OLTP (Online Transaction Processing)
Systems designed for real-time daily transactions such as sales orders or banking withdrawals.
ETL Process
The multi-stage process of Extracting data from sources, Transforming it through cleaning/standardizing, and Loading it into a warehouse.
Scalability
The capability of a system to handle more work by adding resources like extra servers (Horizontal) or more CPU/RAM (Vertical).
ERP (Enterprise Resource Planning)
An integrated software platform that connects key departments into one unified system to manage a company's main business activities.
Artificial Intelligence (AI)
A branch of computer science focused on creating machines capable of performing tasks normally requiring human intelligence.
IoT (Internet of Things)
A network of physical objects with sensors and software that connect and share data over the internet.
Blockchain
A secure, decentralized digital ledger that records transactions across a network, making the records virtually impossible to alter.
Quantum Computing
Computing leverage principles like superposition and entanglement to perform computations exponentially faster than traditional computers.
Qubit
The basic unit of a quantum computer that can exist in a state of 0, 1, or both simultaneously.
Edge Computing
A distributed paradigm that brings data processing and storage closer to where it is generated to reduce latency.
Robotic Process Automation (RPA)
Technology enabling software robots (bots) to emulate human actions for executing rule-based, repetitive tasks.
Cloud Computing
The on-demand delivery of IT resources like servers, storage, and databases over the internet.
IaaS (Infrastructure as a Service)
Cloud service providing basic computing resources where the user manages the OS and applications.
PaaS (Platform as a Service)
Cloud service providing a platform for building apps; the provider manages the OS and infrastructure while user manages code.

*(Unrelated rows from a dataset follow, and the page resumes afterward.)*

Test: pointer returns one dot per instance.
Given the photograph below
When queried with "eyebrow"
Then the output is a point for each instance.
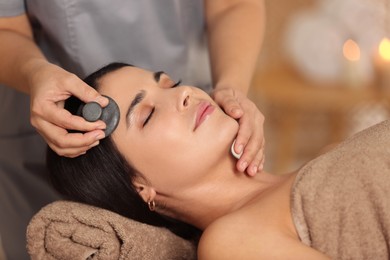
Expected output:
(139, 97)
(157, 76)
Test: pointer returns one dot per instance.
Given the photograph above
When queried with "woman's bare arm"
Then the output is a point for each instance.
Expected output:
(221, 242)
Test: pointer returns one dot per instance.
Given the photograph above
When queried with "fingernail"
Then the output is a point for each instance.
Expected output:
(261, 167)
(94, 144)
(240, 148)
(101, 99)
(102, 126)
(99, 136)
(254, 169)
(236, 110)
(244, 165)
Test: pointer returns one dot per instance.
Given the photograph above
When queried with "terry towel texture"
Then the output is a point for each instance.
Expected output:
(69, 230)
(341, 200)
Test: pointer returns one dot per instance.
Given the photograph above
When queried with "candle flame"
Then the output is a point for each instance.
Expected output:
(351, 50)
(384, 49)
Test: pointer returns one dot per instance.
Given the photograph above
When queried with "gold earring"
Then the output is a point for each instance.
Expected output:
(152, 205)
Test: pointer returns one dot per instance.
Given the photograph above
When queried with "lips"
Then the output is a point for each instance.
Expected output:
(204, 110)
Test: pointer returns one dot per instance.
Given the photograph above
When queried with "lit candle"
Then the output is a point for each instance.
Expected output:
(382, 65)
(352, 75)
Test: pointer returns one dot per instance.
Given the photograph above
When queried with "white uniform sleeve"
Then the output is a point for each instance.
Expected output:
(10, 8)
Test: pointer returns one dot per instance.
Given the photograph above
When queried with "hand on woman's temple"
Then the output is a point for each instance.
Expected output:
(250, 138)
(50, 87)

SaaS (Software as a Service)
Cloud service delivering ready-to-use software over the internet where the provider handles maintenance.
Consensus Mechanisms
Rules that help participants agree on the correct version of a blockchain, such as Proof of Work (PoW) or Proof of Stake (PoS).
Fintech
The use of technology to improve and automate financial services, making them faster and more accessible.
RegTech (Regulatory Technology)
A sub-branch of fintech that helps financial institutions follow regulations and manage risks through automation.
Digital Disruption
Occurs when new technologies or business models completely change how an industry works, making old ways obsolete.
Risk Management
A systematic process used to identify, assess, and control threats to protect an organization's assets.
SIEM (Security Information and Event Management)
Technology providing centralized collection, correlation, and analysis of security logs from across a network.
ITGCs (IT General Controls)
Fundamental, broad IT controls that provide a secure and reliable foundation for all IT systems across the entire environment.